Fixation on the US economy and what might spew forth from the White House into insatiable media interest is not set to go away. Trumpenomics rocks us all on to our back heels and the gravitational pull of the US President has us all rightly orbiting the most influential individual for global market prices there has ever been. Whether or not his meddling will eventually be historically coined as the ‘Trump Slump’ is reserved for posterity.
Trump and China make for slack oil prices this morning
Oil prices are given the runaround much in the same way as its macro market cousins. The mere machinations of tariff on, tariff off, the unsightly forced deference of Ukraine and something of a European war footing being funded by Germany, leaves all our fraternity in quandary. The threat of elevated US sanctions on Russia because of its increased bombardment on civilian power facilities in Ukraine is hollow. Frankly, Moscow has been emboldened by the US considering lifting sanctions in some cases and the White House’s enmity toward Volodymyr Zelensky.
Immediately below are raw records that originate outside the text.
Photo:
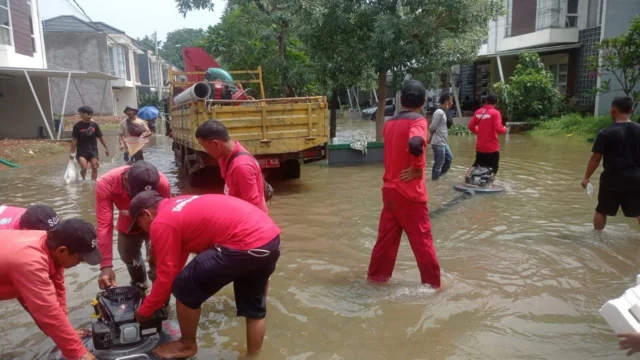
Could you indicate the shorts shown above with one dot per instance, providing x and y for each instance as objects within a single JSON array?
[
  {"x": 213, "y": 269},
  {"x": 87, "y": 156},
  {"x": 489, "y": 160},
  {"x": 610, "y": 201}
]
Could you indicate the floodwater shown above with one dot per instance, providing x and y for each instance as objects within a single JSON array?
[{"x": 524, "y": 274}]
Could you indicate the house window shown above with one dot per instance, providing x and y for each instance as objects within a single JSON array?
[
  {"x": 5, "y": 23},
  {"x": 548, "y": 14},
  {"x": 122, "y": 62},
  {"x": 33, "y": 38},
  {"x": 559, "y": 73},
  {"x": 507, "y": 25},
  {"x": 595, "y": 12},
  {"x": 112, "y": 68}
]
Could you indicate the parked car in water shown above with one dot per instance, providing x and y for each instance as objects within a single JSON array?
[{"x": 389, "y": 109}]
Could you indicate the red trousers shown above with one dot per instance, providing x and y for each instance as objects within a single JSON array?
[{"x": 398, "y": 214}]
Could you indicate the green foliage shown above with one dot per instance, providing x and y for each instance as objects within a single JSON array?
[
  {"x": 246, "y": 38},
  {"x": 459, "y": 130},
  {"x": 572, "y": 124},
  {"x": 149, "y": 99},
  {"x": 530, "y": 93},
  {"x": 171, "y": 49},
  {"x": 620, "y": 57}
]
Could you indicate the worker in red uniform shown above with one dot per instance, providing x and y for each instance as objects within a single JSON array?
[
  {"x": 116, "y": 188},
  {"x": 32, "y": 267},
  {"x": 35, "y": 217},
  {"x": 487, "y": 124},
  {"x": 404, "y": 194},
  {"x": 235, "y": 242},
  {"x": 239, "y": 169}
]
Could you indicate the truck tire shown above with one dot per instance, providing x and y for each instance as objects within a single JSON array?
[{"x": 291, "y": 170}]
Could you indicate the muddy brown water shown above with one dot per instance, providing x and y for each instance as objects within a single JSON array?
[{"x": 524, "y": 274}]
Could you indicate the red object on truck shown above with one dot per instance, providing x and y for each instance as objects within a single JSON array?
[{"x": 196, "y": 59}]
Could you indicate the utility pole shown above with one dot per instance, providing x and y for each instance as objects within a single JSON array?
[{"x": 159, "y": 77}]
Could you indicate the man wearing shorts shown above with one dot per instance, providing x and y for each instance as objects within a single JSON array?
[
  {"x": 486, "y": 123},
  {"x": 236, "y": 242},
  {"x": 85, "y": 134},
  {"x": 619, "y": 146}
]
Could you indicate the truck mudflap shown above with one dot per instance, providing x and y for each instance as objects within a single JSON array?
[{"x": 138, "y": 351}]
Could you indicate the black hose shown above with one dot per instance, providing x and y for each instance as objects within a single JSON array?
[{"x": 451, "y": 203}]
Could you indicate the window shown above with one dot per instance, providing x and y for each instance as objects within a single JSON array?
[
  {"x": 548, "y": 14},
  {"x": 112, "y": 67},
  {"x": 559, "y": 73},
  {"x": 122, "y": 62},
  {"x": 595, "y": 13},
  {"x": 507, "y": 25},
  {"x": 33, "y": 38},
  {"x": 5, "y": 23}
]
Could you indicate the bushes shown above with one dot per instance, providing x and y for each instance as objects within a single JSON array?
[
  {"x": 573, "y": 124},
  {"x": 530, "y": 93}
]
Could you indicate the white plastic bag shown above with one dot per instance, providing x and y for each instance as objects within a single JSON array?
[
  {"x": 590, "y": 190},
  {"x": 71, "y": 174}
]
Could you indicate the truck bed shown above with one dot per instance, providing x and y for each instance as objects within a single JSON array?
[{"x": 272, "y": 126}]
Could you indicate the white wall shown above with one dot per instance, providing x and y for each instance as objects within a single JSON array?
[
  {"x": 8, "y": 56},
  {"x": 18, "y": 109},
  {"x": 124, "y": 97}
]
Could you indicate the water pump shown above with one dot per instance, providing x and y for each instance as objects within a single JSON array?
[
  {"x": 114, "y": 321},
  {"x": 480, "y": 176}
]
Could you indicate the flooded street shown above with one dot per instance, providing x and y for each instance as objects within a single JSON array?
[{"x": 524, "y": 275}]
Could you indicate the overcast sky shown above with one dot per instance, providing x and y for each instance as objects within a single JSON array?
[{"x": 137, "y": 18}]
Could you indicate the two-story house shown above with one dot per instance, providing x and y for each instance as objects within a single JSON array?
[
  {"x": 563, "y": 32},
  {"x": 153, "y": 71},
  {"x": 93, "y": 46}
]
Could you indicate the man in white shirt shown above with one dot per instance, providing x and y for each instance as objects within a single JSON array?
[{"x": 442, "y": 156}]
Recently, we touched on falling net length positions in the oil space and any form of institutional length can only return with confidence. Something elusive at present and reflected in the progress of prices last week. M1 WTI finished -$2.72/barrel (-3.9%), Brent -$2.82/barrel (-3.85%), Heating oil -13.89c/gallon (-5.9%), Gasoil -$19.25/tonne (-2.79%), whereas RBOB, due to the specification change and steep contango at expiry saw a gain of 13.84c/gallon or 7.02%. The overall fall in prices was despite some quite interesting 5-year average depleted inventories in the US and a possible future-creating problem of continued low refinery runs.
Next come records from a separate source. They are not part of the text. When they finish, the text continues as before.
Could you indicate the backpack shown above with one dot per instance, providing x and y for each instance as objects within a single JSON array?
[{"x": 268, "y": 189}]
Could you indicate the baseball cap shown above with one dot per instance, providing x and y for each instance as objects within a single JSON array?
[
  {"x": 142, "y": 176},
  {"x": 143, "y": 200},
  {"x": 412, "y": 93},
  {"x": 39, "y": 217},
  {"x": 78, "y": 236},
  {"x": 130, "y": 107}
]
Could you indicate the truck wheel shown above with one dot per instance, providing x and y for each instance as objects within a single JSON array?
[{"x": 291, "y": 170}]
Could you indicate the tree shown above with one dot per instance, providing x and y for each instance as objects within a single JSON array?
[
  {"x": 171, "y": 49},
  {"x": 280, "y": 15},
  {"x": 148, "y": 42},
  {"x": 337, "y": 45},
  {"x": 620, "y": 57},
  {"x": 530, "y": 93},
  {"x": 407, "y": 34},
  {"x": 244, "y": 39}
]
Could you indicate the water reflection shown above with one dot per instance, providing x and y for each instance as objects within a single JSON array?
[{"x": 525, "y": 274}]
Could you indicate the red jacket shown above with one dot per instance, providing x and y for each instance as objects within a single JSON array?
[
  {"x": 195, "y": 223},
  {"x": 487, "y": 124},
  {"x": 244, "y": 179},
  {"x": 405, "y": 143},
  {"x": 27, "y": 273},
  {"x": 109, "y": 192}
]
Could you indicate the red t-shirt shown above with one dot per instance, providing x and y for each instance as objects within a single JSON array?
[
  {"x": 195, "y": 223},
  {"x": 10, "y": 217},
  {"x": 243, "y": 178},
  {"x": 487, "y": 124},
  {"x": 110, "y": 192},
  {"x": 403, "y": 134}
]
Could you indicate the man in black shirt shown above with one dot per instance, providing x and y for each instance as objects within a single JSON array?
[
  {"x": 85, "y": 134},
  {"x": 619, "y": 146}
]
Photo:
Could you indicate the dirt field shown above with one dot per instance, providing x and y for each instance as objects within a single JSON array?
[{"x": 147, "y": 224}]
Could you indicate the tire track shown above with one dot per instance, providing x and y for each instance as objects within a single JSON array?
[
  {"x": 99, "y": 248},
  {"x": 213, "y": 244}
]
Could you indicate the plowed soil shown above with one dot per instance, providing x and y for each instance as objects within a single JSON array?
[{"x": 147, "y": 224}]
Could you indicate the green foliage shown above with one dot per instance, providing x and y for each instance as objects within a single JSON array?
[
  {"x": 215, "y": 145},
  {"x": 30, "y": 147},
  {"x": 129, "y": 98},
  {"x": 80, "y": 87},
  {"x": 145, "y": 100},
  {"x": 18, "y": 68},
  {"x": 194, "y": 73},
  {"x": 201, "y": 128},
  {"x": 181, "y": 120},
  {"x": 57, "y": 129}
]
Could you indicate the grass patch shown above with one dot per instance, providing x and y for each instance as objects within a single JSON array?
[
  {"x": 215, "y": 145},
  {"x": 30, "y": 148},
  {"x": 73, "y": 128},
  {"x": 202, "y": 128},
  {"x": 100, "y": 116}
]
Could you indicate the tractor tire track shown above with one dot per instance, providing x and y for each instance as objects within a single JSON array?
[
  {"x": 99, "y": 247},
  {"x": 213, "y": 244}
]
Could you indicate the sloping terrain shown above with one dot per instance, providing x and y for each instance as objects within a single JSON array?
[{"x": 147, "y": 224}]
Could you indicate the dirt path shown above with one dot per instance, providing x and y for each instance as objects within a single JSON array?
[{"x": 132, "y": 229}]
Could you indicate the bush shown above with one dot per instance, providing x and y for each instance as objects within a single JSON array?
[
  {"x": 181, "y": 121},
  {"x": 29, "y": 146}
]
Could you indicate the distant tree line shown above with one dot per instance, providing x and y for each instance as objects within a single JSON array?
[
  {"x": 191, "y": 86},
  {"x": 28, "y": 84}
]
Much is being made this morning of Donald Trump’s refusal to rule out recession and oil is caught in the selling seen in US bourse futures. Adding more woe are the data from China regarding its inflation. National Bureau of Statistics Consumer Price Index fell 0.7% last month year-on-year and 0.2% month-on-month against a 0.7% rise in January. The Producer Price Index has now fallen every month since September 2022 as overcapacity and weak consumption continues deflation or stagflation bannering by many economists. This comes as a slap in the face during the National People's Congress and no matter the flowery stimulus promised, the black and white of falling domestic prices rejects the idea of any sort of nearby demand.